One of the more acute observations made of the 2010 Federal election was by Lindsay Tanner, who suggested that a key reason for the Greens’ success was that, in contrast to the major parties, the Greens insisted on treating voters as adults.
Not so the Herald Sun — take this line from today’s editorial entitled ‘Greens world has dark side’:
‘The new fairies at the bottom of the garden, while fantasising of a world ruled by a benevolent global parliament, have turned into vengeful goblins.’
As Bernard Keane notes today, the Greens taking the balance of power in the Senate accurately reflects the Greens’ vote in that House, in contrast, for example, to Steve Fielding, who secured a spot courtesy of Labor’s failed electoral machinations rather than the support of Victorian electors.

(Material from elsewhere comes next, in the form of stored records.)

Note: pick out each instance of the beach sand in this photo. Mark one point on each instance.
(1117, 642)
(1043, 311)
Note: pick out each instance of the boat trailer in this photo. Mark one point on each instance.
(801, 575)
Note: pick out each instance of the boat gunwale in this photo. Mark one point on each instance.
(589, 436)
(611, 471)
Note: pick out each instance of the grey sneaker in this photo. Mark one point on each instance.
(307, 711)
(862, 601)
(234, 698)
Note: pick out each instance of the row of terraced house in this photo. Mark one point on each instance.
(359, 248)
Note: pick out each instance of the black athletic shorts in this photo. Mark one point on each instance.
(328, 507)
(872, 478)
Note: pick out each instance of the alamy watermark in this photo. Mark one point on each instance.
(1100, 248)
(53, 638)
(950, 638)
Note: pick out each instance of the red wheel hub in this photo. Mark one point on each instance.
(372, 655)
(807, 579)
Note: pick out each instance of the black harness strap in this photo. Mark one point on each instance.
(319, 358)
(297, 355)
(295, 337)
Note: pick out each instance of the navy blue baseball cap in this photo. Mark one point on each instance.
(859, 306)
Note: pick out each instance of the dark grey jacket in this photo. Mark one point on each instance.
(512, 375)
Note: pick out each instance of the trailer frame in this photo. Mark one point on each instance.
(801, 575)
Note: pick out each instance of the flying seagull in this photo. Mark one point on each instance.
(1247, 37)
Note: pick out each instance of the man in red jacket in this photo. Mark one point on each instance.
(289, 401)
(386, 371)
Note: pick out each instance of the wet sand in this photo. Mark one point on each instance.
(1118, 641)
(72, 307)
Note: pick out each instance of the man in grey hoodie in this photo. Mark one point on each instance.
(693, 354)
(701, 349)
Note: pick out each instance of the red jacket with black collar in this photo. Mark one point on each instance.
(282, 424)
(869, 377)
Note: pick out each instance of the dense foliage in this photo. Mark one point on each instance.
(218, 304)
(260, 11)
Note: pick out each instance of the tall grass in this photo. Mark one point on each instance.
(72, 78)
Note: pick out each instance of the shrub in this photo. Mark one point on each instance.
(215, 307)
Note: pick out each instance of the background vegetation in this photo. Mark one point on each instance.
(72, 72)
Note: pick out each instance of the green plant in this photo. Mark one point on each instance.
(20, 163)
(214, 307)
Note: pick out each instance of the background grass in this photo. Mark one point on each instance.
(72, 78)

The Green “threat to democracy” the Herald Sun warned about in its bedtime story editorial related to Brown’s commitment that, if a carbon pricing scheme was introduced before the next election, the Greens wouldn’t be voting for its repeal afterward.
Far from being anti-democratic, Brown’s commitment reflects the fact that, in blocking any attempt to remove a carbon pricing scheme (in favour, presumably, of the Liberals’ ludicrously expensive and ineffectual ‘direct action’ plan), he would be doing exactly what every single Greens voter wanted.
Perhaps conservative commentators, frothing at the mouth about the Greens, might complain about a “mandate” for the repeal of a carbon pricing scheme. The problem is selectivity. The consternation-in-advance about the Greens not cooperating with Tony Abbott is in dire contrast to the silence — indeed, cheering — that emanated from conservative quarters when first the Liberals, and then Labor, explicitly reneged on their 2007 election commitments to implement an emissions trading scheme.
As Tony Abbott likes to point out, there’s only one MP in the House of Representatives who was elected promising a carbon price, and that’s the Greens’ Adam Bandt. Exactly the same logic would apply after the next election. Then again, News Ltd struggles a bit for logic in its war on the Greens.